Nike x Air Afrique, A Tribute to Diasporic Heritage: By Margot Purgues

In a world where design too often forgets its roots, Nike and Air Afrique, a Paris-based creative collective, have come together to create something that feels like both an artifact and a vision of the future. Their new collaboration, the Air Max RK61, transcends footwear. It is a meditation on heritage, movement, and the enduring poetry of flight. The project is the brainchild of creative director Margot Purgues.

The RK61 takes its name from the flight code and founding year of the original Air Afrique airline, which once connected West African nations to the wider world. Like the airline, the shoe becomes a vessel of connection, between continents, generations, and aesthetics. It bridges the tactile intimacy of craft with the ingenuity of Nike’s design language, evoking shared memories of travel and belonging.

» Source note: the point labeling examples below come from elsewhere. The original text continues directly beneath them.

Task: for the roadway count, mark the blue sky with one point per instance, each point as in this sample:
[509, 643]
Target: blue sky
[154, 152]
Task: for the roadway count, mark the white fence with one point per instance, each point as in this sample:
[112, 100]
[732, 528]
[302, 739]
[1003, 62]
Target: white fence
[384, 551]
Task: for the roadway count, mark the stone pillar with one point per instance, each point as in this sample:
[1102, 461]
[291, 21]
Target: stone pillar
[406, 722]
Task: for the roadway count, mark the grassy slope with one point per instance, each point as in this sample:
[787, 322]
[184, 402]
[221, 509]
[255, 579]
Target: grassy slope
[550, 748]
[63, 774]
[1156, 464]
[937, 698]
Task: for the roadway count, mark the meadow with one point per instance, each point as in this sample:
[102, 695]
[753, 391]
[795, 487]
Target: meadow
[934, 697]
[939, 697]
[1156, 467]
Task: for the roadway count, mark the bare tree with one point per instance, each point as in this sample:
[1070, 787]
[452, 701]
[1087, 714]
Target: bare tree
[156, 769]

At first glance, the silhouette fuses the structured elegance of a dress shoe with the attitude and comfort of the Air Max family. Its lines recall both the classic Air Max SNDR and the quiet sophistication of the moccasin. Every detail is an homage, an Air unit shaped like a jet engine, Morse code spelling “Air Afrique” along the outsole, a zipper pull engraved with the airline’s insignia, and a jacquard sock liner inspired by vintage aircraft upholstery. It is a design that remembers where it came from, and dares to ascend higher.

“The notion of Air is deeply connected to our history,” says Ahmadou-Bamba Thiam, editor of Air Afrique Magazine. “The airline itself took to the skies to transcend cultures and connect newly independent African nations. For us, Air also represents a kind of symbolic elevation, through culture, through humanity. That became the soul of the RK61.”

The rebirth of Air Afrique as a creative collective extends that spirit of transcendence. Founded by Lamine Diaoune, Djiby Kebe, Jeremy Konko, and Ahmadou-Bamba Thiam, the group has evolved the airline’s legacy into a multidisciplinary platform devoted to Afro-diasporic storytelling, a cultural bridge built through photography, film, fashion, and design. Their work is as much about reclaiming archives as it is about creating new ones

For Nike, the collaboration is an act of alignment, two forces grounded in innovation, community, and the idea that design can move culture forward. Jupiter Desphy, the silhouette’s lead designer, describes it as “a shoe that articulates movement, emotion, and access,” adding, “Air Afrique represented the possibility of travel, of seeing, learning, and belonging. We wanted to honor that era of mobility through a design that carries its emotional resonance into the present.

The Première Classe campaign, which launches the RK61, visualizes that idea of elegant elevation. Styled like an archival boarding call, it celebrates Afro-diasporic excellence through a cast that bridges sport, art, and history, Didier Drogba, Oumou Sangaré, Marie Josée Ta Lou-Smith, and Mme Daba Traoré, a former employee of the original airline. Each figure embodies a different dimension of heritage and aspiration, reminding us that legacy is not something we inherit, it is something we build in motion.

“We are deliberate about who we work with,” Thiam says, “Nike has always represented intention and global resonance. That is what connects us, the belief that design should carry meaning, that every detail should move with purpose.”

The Air Max RK61 is more than a collaboration, it is a cultural statement. It honors a lineage of innovation while pointing to a future where African narratives are central to global design conversations. It reminds us that flight is not only about altitude, it is about perspective.